5. “This Is A Great Opportunity To Reflect On How Alcohol Affects You”
Dry January can pass by without making any impact or offering any meaning. When February rolls around, the chore of abstinence is gone, alcohol is back on the menu and nothing changed. But, Vo says, when you’re taking a break from alcohol, it’s possible to gain valuable perspective on the role alcohol plays in your life and use those insights to drive positive change. “This is a time to be mindful and reflective on the role alcohol plays in your life and adjust accordingly,” she says. Encourage your friends testing the non-alcoholic waters to experiment with new things and keep an eye out for benefits. “It’s very possible that you may notice improvements in your overall health,” she says.

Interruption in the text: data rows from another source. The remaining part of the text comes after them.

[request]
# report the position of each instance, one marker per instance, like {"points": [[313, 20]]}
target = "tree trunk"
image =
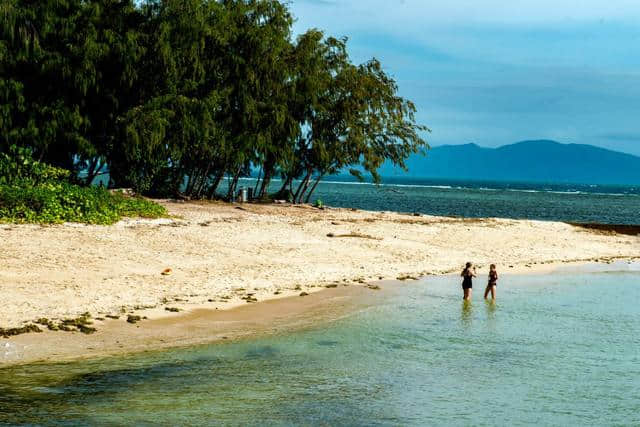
{"points": [[313, 188], [255, 189], [297, 198], [214, 186], [233, 184], [93, 171]]}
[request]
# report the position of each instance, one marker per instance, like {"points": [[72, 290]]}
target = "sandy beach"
{"points": [[222, 256]]}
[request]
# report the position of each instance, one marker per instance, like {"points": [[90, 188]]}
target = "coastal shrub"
{"points": [[35, 192], [17, 166], [52, 203]]}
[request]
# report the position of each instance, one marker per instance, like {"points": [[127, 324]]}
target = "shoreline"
{"points": [[203, 326], [225, 257]]}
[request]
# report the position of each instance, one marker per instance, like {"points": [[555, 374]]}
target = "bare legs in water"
{"points": [[492, 289]]}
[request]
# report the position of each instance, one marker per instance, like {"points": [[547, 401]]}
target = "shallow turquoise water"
{"points": [[569, 203], [555, 350]]}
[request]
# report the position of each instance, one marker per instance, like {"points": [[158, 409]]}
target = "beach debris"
{"points": [[355, 235], [133, 319], [10, 332], [250, 298], [79, 324]]}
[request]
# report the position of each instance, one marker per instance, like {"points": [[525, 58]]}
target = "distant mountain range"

6. “This Won’t Be Easy But It’s Worth it”
Quitting alcohol isn’t going to be easy and underselling the difficulty doesn’t do the quitter any favors. As a friend, acknowledging the effort of the task can be helpful. “One thing people should hear is that it’s going to be difficult, but that’s okay,” Vo says. “If alcohol has become a normal part of your routine, quitting alcohol, even for a brief time, may be harder to do than you originally planned for.” Adams says that casual drinkers can have physical discomfort while quitting for short periods like dry January. “No matter how much they have been drinking, they may experience some level of withdrawal symptoms – difficulty sleeping, irritability, sweating, increased feelings of anxiety.”
7. “We Can Still Hang Out And Have Fun”
Supporting a friend who’s going dry doesn’t always mean you have to delve deep into the state of their mental health. It can be very helpful to simply suggest social alternatives to alcohol. “Instead of going out for drinks, if that’s what you usually do, find an alternative with more sober-friendly options,” Vo says, adding that the conversation doesn’t need to be a big deal; it can just involve suggesting a new place to try. Maybe something along the lines of “when’s the last time you played mini-golf?” or “have you ever done an escape room?” What matters is they know you still want to with the person they are when they’re not drinking.